2. It is okay to ask your Early Intervention provider/service provider what their qualifications are in working with deaf/hard of hearing child. They have not all had the opportunity to work with deaf/hard of hearing children or children using hearing aids or cochlear implants.

3. If you disagree with the direction of your services, it’s okay to have a conversation with your provider. They want to do best by you and your child.

4. Not sure what to do? Talk to you Parent Guide. Your Guide will help you through the IFSP/IEP process, any questions you have about your child’s process or talk to you about your educational and communication options.

There is a lot of research that will support anything. These articles are written by the best local and national professionals who are current in deaf education. According to the Minneapolis Federal Reserve Bank  (MFRB) I actually have something right! Their study shows a return on investment in early education of 8:1. That means for every dollar invested in early education, the government saves $8! This translates to less money spent on our children in school, unemployment and food stamps. Translation: quality resources and training should be put into early intervention and early childhood special education.

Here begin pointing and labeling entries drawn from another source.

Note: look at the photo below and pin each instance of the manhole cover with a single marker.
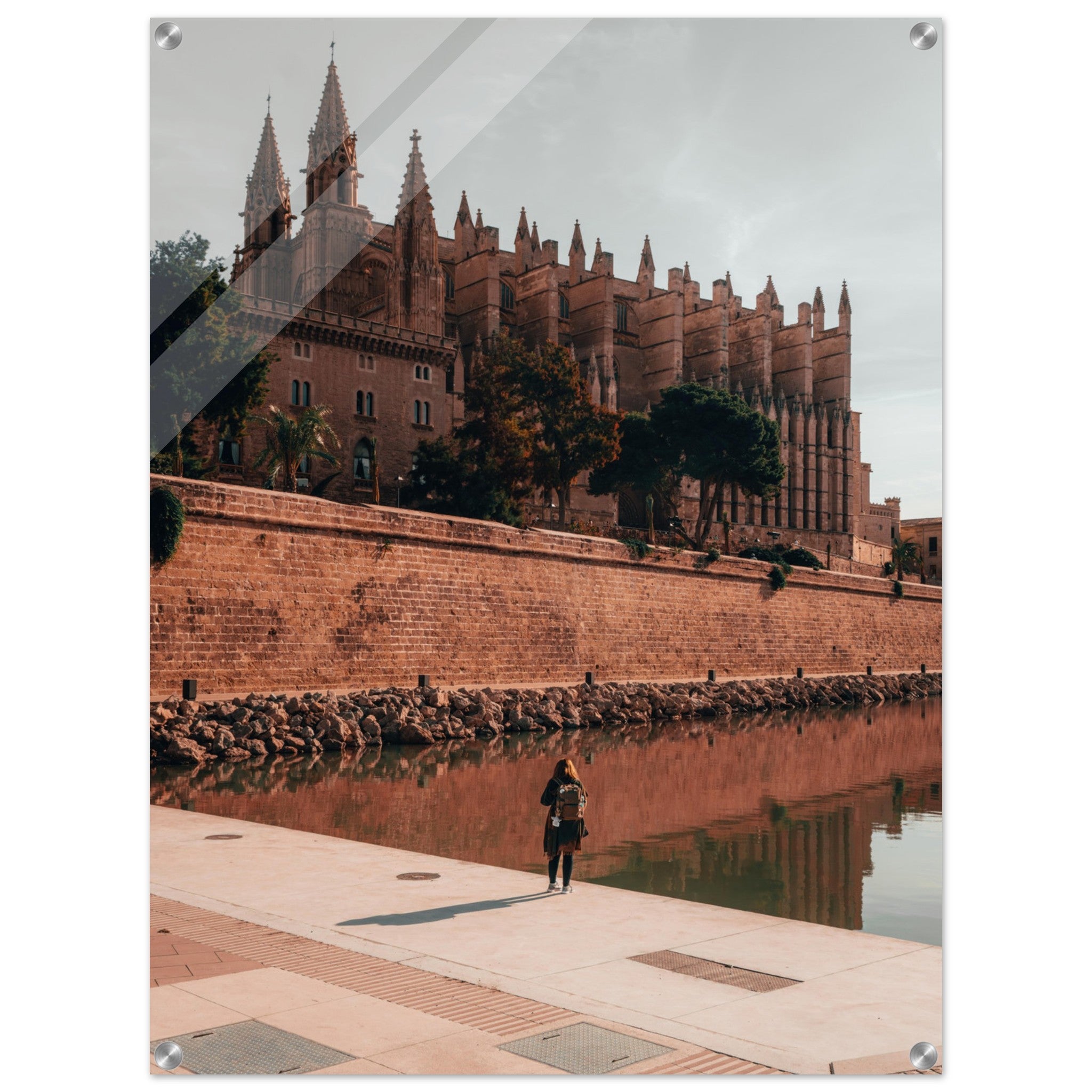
(584, 1049)
(253, 1048)
(724, 973)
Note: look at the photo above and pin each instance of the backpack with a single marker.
(571, 801)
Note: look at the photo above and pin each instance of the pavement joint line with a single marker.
(484, 1016)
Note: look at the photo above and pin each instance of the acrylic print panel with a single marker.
(547, 547)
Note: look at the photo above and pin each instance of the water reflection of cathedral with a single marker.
(806, 862)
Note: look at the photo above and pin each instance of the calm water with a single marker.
(827, 816)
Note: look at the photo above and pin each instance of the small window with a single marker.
(229, 453)
(362, 462)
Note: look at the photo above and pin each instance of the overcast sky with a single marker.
(809, 150)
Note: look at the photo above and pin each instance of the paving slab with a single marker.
(800, 949)
(178, 1013)
(861, 995)
(264, 992)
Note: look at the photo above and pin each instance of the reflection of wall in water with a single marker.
(677, 814)
(807, 862)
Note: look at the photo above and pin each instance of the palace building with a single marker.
(382, 320)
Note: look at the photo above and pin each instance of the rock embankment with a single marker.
(195, 732)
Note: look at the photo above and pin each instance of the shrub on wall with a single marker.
(167, 520)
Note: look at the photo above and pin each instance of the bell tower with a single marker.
(415, 294)
(329, 269)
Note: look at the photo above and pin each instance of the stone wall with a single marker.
(278, 592)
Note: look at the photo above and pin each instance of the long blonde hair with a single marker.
(566, 769)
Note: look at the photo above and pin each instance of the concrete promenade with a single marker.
(857, 1004)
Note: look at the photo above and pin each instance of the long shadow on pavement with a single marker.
(443, 913)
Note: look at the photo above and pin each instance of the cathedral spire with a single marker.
(414, 180)
(331, 153)
(647, 271)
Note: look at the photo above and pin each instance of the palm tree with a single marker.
(904, 555)
(290, 440)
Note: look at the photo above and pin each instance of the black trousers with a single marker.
(566, 869)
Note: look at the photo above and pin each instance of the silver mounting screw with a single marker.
(168, 35)
(923, 1055)
(170, 1055)
(923, 35)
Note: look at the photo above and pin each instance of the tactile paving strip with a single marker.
(584, 1049)
(727, 975)
(253, 1048)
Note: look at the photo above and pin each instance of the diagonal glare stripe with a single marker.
(168, 410)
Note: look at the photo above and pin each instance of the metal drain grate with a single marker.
(724, 973)
(584, 1049)
(253, 1048)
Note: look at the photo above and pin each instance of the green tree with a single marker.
(641, 465)
(290, 440)
(904, 555)
(530, 425)
(708, 435)
(571, 434)
(212, 362)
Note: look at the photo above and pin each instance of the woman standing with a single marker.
(565, 797)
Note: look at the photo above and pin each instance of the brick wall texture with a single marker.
(274, 592)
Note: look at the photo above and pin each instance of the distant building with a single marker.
(928, 534)
(383, 322)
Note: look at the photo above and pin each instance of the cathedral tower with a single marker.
(267, 219)
(415, 294)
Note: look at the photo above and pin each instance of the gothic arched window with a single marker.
(362, 462)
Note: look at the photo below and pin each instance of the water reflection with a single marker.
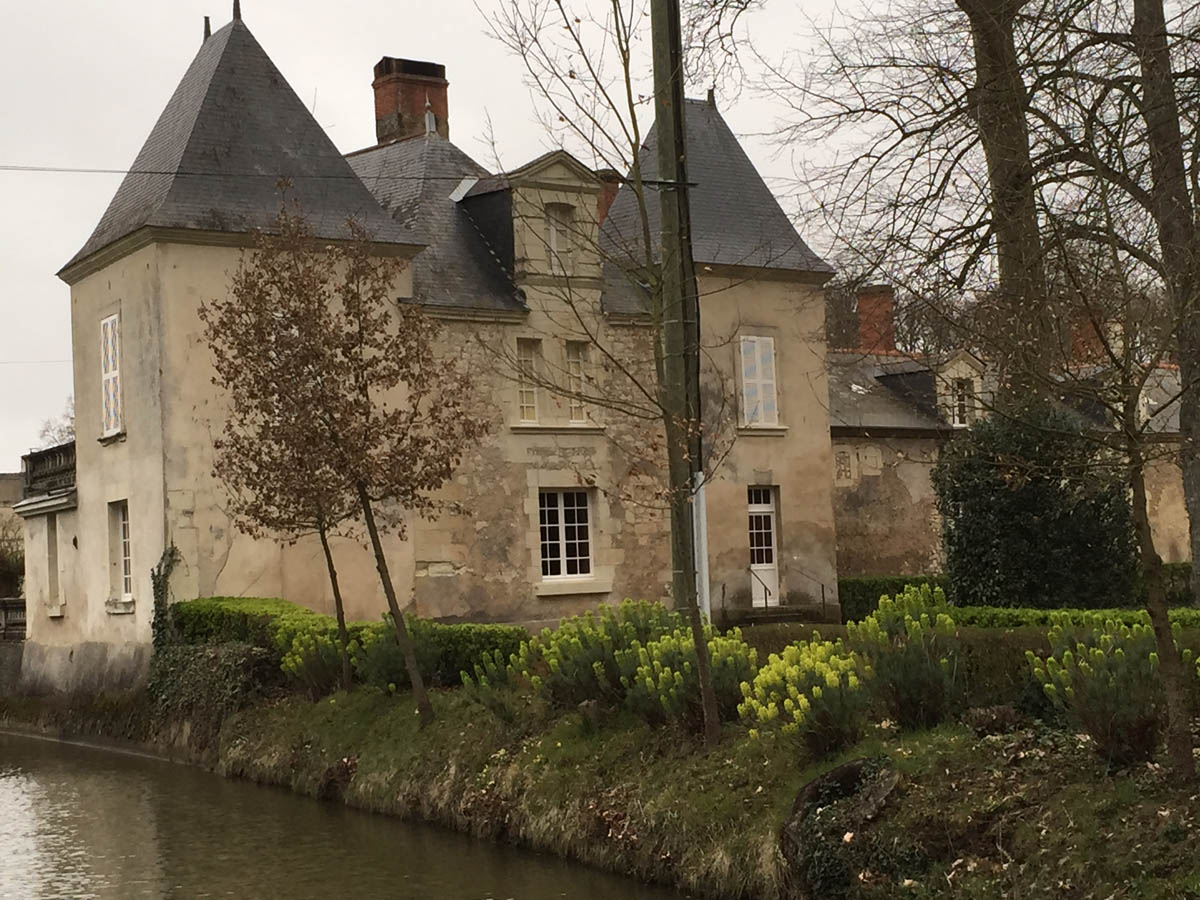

On a very different note… as you know Hands & Voices works with families across the state from birth to 21. We provide ongoing training to our Board of Directors and Parent Guides to maintain a strong organizational foundation and qualified staff to work with the families.

I know that many of you look at different organizations to support during the holiday season. I hope you will consider Hands & Voices in your spirit of giving! $10 per month or a one time contribution would go a long way in allowing us to continue providing quality support to all of our families statewide. Does your company match your donation?! That’s a great way to double your efforts! Please go to to make a contribution. A letter will be sent to you for tax purposes.

Hands & Voices of Oregon has had an amazing year and we have you to thank for it! We have been featured in the community via radio, internet and publications. We were able to serve 79 new families while still serving over 100 families from the previous year. Next year we will take our parent education to a new level through webinars and our 2nd statewide conference which will be on October 5, 2013.

Until then, we wish you a wonderful holiday season!